In 2008, a man named Peter Frykman had a similar revelation on a much larger scale. While visiting farmers in Ethiopia during a drought, Frykman noticed two things. The first was that drip irrigation is effective. It dramatically lowers water use and often improves crop yields. The second was that drip irrigation systems were too expensive for the farmers who needed them most. In 2009, Frykman launched Driptech, a private, for-profit company which sells inexpensive drip irrigation systems to small-plot farmers.
Frykman’s mission comes at an appropriate time. The world is experiencing a water crisis that shows no signs of ending. According to Frykman, one-third of the world’s population suffers from water scarcity. 600 million subsistence farmers lack irrigation water. Add that to the fact that a growing global population is putting unprecedented pressure on the agricultural sector. Over the next 40 years, global food production will need to increase by 70 percent, but the modern agricultural sector is already using 80 percent of the world’s farmland and 70 percent of the world’s fresh water resources.

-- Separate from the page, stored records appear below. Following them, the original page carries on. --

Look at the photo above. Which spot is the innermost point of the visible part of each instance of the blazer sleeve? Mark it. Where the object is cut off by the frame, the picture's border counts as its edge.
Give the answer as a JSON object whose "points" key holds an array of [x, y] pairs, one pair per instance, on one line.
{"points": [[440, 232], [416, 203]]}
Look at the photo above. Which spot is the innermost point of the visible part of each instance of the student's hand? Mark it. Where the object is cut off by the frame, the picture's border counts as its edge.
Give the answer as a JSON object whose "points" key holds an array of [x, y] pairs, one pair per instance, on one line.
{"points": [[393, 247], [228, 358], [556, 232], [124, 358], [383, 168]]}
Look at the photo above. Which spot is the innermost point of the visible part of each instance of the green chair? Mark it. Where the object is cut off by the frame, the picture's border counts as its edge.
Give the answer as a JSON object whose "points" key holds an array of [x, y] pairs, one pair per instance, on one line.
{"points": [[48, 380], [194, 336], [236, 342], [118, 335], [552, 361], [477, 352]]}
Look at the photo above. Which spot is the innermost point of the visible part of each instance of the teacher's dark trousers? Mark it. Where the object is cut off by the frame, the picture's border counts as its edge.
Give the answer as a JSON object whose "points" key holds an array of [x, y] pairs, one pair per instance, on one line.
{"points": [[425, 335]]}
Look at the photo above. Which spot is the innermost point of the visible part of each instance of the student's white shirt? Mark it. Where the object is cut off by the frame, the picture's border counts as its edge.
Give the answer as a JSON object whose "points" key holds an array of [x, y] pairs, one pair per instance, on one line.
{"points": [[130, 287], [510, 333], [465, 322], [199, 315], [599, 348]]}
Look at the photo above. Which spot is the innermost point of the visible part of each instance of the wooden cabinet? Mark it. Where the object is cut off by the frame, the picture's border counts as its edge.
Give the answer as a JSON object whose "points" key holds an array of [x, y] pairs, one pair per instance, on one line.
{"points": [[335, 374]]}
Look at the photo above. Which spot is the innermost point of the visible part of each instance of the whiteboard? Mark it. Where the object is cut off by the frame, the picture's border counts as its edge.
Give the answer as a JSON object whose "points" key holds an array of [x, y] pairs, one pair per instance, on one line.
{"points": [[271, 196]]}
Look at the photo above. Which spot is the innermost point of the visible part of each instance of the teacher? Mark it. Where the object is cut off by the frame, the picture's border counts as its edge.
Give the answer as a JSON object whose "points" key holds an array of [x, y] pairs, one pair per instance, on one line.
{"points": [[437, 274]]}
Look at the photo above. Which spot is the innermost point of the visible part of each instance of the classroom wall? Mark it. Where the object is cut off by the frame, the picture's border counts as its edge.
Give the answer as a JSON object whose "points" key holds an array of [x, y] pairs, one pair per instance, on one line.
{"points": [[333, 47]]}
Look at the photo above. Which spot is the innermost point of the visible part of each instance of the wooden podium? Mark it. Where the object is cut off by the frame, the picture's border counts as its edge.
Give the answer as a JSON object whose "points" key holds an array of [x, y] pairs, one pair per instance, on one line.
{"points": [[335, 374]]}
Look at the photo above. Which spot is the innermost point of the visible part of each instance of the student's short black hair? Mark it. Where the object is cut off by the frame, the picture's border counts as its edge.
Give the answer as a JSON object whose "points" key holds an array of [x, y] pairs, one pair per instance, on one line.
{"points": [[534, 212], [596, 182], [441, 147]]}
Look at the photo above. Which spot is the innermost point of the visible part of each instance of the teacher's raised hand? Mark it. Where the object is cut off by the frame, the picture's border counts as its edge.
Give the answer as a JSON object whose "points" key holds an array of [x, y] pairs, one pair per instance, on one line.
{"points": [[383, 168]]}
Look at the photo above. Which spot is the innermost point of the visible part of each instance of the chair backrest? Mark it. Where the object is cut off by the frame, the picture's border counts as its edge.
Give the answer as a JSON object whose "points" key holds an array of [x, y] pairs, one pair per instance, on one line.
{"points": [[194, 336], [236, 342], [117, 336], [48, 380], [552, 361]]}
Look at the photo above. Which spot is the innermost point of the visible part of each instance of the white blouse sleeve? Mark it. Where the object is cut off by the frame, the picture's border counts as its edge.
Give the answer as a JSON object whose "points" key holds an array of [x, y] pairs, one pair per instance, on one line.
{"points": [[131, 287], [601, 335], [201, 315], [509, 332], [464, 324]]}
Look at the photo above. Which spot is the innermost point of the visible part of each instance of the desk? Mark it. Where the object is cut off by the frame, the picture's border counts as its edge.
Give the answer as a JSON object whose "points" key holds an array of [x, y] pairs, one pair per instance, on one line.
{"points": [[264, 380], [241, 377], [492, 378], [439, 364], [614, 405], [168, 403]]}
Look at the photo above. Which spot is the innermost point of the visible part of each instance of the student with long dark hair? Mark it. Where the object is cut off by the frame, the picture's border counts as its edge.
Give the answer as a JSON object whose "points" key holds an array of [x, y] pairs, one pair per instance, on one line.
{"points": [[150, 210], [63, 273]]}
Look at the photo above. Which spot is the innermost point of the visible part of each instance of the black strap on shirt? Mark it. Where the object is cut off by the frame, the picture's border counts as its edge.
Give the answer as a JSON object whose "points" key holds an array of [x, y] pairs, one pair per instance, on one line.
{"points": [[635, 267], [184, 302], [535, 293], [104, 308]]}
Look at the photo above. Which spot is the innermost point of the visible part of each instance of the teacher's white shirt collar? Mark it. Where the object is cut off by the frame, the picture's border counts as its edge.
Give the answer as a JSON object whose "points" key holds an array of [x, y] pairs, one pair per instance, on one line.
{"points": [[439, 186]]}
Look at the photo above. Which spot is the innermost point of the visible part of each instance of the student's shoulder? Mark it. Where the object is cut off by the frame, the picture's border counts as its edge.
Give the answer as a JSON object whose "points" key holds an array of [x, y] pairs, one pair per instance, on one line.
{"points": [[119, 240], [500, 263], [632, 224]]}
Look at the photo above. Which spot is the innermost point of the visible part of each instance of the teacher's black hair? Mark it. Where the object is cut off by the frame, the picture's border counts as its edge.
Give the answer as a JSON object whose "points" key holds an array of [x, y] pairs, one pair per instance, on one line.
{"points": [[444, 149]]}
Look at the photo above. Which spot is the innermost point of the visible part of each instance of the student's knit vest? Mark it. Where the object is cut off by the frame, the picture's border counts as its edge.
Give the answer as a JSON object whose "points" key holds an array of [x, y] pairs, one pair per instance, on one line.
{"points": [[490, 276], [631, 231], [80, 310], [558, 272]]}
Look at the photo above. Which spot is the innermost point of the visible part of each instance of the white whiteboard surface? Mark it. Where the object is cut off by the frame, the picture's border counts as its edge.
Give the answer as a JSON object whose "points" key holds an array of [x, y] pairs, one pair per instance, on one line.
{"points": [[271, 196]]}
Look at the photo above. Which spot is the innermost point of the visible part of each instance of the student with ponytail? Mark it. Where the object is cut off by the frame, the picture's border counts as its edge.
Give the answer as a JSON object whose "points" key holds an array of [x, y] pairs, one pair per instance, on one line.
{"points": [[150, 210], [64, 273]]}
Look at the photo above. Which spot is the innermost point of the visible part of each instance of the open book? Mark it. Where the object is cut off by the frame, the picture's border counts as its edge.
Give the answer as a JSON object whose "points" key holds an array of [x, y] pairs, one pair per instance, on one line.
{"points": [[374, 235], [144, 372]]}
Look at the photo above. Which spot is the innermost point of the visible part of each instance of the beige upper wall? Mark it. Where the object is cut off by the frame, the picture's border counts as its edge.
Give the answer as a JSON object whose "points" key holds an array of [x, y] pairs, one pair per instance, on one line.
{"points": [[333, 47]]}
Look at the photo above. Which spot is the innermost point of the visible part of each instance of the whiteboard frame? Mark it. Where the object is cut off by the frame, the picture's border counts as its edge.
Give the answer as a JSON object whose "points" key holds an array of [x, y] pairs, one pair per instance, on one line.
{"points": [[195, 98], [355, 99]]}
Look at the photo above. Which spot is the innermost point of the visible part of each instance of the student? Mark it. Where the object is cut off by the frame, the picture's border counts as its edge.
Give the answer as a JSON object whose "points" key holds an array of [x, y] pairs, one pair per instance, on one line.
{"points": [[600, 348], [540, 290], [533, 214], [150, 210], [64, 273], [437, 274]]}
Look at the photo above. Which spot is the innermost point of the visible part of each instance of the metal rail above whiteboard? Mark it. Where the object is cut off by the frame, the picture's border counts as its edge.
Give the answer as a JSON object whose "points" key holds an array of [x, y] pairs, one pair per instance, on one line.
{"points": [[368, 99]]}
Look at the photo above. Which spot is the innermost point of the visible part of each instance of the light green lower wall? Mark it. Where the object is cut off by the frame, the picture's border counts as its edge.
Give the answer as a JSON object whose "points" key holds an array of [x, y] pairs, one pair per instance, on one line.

Bryan Jones’s system of underground drip irrigation, while astoundingly effective, is still too expensive to be within the typical subsistence farmer’s reach. The pipes must be precisely installed under the crop beds, and the entire thing is run through a computer. However, maybe Jones’ innovation is the beginning of the next wave of drip irrigation. Perhaps companies like Driptech can adapt underground drip irrigation to the small-plot farmers they work with, to create the affordable, efficient, life-saving irrigation system of the future.